The challenge to researchers in the multi-media community is to develop methods, techniques, and algorithms to automatically generate narrative themes for a given video, as well as present the content in an easy-to-consume manner to end-users in a search engine experience.

– Robust Clustering Guided by User Intent in Image Search

With the growing number of images on the Internet it is important to have the ability to organize and surface the images in the most efficient, meaningful way possible so that more images can be surfaced to searchers. The challenge to researchers in the multi-media community is to 1) develop a robust way of understanding user intent and 2) generate highly relevant clusters for the given intent and query.

Google

– Robust, As-Accurate-As-Human Genre Classification for Video

A notion of browsing collections is naturally associated with videos. Having videos classified into a pre-existing hierarchy of genres is one way to make the browsing task easier. The goal of this task would be to take user generated videos (along with their sparse and noisy metadata) and automatically classify them into genres.

Nokia

– Where was this Photo Taken, and How?

This challenge focuses on capture device location and orientation, one dimension of content metadata. The problem can be stated simply: try to derive exact camera poses (location and orientation) of given photos that are lacking location annotation. This kind of technology could potentially be used to add metadata to existing or newly captured photos.
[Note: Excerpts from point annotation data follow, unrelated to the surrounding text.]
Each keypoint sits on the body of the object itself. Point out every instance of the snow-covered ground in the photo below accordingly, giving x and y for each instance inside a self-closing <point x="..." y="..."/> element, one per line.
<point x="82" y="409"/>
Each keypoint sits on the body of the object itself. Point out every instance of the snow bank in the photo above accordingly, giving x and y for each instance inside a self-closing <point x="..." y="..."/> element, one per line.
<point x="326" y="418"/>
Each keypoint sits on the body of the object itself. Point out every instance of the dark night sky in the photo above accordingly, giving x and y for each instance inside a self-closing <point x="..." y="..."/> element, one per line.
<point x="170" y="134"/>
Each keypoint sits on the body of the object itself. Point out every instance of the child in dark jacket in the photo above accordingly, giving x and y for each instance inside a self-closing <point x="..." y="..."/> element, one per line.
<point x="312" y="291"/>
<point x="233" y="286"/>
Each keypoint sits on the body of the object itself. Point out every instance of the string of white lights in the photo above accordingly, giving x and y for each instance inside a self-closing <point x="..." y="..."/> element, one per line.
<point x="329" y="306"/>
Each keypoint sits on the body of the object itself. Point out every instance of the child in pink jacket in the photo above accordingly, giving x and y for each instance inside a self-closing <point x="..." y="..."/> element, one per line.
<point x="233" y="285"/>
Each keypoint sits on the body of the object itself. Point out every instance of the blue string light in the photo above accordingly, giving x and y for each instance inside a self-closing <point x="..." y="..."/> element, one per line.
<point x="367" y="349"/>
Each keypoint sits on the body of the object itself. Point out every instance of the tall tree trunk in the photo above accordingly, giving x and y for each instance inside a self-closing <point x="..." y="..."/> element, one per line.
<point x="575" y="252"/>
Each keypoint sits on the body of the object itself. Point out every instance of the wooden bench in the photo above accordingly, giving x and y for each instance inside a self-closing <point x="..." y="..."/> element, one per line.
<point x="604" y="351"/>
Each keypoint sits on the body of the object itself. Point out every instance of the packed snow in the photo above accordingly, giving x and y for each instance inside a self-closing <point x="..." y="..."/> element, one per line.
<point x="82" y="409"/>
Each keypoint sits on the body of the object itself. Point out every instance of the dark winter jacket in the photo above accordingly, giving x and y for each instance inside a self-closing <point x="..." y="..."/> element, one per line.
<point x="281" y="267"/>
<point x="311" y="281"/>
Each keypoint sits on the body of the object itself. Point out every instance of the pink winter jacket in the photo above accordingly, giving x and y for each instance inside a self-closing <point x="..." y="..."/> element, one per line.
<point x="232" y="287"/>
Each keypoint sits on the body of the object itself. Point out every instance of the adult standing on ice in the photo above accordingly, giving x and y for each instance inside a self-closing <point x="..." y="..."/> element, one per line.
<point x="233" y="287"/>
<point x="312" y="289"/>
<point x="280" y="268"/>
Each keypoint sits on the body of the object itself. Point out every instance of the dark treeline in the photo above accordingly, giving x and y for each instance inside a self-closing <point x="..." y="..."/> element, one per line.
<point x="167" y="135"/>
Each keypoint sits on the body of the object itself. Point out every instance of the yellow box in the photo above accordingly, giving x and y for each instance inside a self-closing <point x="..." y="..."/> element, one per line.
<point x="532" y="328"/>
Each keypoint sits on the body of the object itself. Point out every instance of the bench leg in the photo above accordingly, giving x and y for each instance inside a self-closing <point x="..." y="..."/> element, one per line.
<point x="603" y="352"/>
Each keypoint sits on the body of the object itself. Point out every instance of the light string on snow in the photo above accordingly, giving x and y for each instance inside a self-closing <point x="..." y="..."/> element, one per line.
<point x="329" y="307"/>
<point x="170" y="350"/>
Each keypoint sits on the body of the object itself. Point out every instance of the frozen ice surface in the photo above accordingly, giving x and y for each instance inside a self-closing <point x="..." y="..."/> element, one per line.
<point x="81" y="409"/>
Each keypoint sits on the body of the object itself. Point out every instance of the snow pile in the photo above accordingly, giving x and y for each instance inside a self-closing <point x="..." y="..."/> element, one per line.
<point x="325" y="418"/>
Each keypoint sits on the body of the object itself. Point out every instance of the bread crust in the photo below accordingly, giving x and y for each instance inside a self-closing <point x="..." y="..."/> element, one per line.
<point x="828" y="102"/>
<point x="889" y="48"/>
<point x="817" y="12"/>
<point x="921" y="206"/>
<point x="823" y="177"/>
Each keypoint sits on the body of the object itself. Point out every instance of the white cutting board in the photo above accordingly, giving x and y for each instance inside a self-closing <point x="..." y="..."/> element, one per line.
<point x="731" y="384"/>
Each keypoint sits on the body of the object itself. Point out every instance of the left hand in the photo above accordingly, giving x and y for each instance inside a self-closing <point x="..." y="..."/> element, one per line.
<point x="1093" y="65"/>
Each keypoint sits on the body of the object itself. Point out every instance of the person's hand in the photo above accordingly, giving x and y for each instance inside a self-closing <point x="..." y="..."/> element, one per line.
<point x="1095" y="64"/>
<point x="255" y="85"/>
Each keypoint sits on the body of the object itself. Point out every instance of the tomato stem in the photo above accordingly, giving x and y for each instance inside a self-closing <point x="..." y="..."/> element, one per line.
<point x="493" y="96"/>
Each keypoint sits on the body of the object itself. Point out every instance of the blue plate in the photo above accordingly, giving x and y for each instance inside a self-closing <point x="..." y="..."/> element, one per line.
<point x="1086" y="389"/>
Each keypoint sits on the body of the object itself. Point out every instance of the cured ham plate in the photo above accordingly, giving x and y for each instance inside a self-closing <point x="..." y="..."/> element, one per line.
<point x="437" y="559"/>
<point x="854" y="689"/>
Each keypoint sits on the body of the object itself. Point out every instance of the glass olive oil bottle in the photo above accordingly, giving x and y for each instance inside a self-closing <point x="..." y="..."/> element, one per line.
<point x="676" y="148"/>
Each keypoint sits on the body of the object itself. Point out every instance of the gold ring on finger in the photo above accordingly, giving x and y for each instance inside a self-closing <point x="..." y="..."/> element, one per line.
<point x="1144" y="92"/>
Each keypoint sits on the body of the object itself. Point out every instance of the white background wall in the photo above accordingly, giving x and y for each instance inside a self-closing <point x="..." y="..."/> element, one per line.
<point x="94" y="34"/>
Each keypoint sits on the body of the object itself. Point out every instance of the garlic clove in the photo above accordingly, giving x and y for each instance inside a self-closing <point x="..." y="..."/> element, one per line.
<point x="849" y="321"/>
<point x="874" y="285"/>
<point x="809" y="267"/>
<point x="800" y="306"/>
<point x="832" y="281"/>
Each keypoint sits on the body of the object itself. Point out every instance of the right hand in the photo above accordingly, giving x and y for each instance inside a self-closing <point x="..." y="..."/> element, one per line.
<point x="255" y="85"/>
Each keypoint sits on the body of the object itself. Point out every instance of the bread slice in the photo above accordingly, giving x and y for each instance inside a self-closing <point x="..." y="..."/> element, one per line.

– Robust Identification of Informative Multimedia Content in Web Pages

In recent years, there is research in web content analysis and extraction that attempts to tackle similar problem, but many emphasize the textual information instead of the associated multimedia data. Thus, this Grand Challenge invites solutions to the robust identification and extraction of informative multimedia content for any arbitrary web page authored in any language, not just English: Ideally, we would like to have a Grand Challenge solution that is over 99% accurate for any web page of any language.

Radvision

– Video Conferencing To Surpass “In-Person” Meeting Experience

The great challenge for Video conferencing vendors is to supply users with a meeting experience that equals or surpasses “in-person” meetings. It is assumed that when meeting experience will be good enough, or even better, the technology could potentially minimize the need for “physical” meetings (at least for business purposes).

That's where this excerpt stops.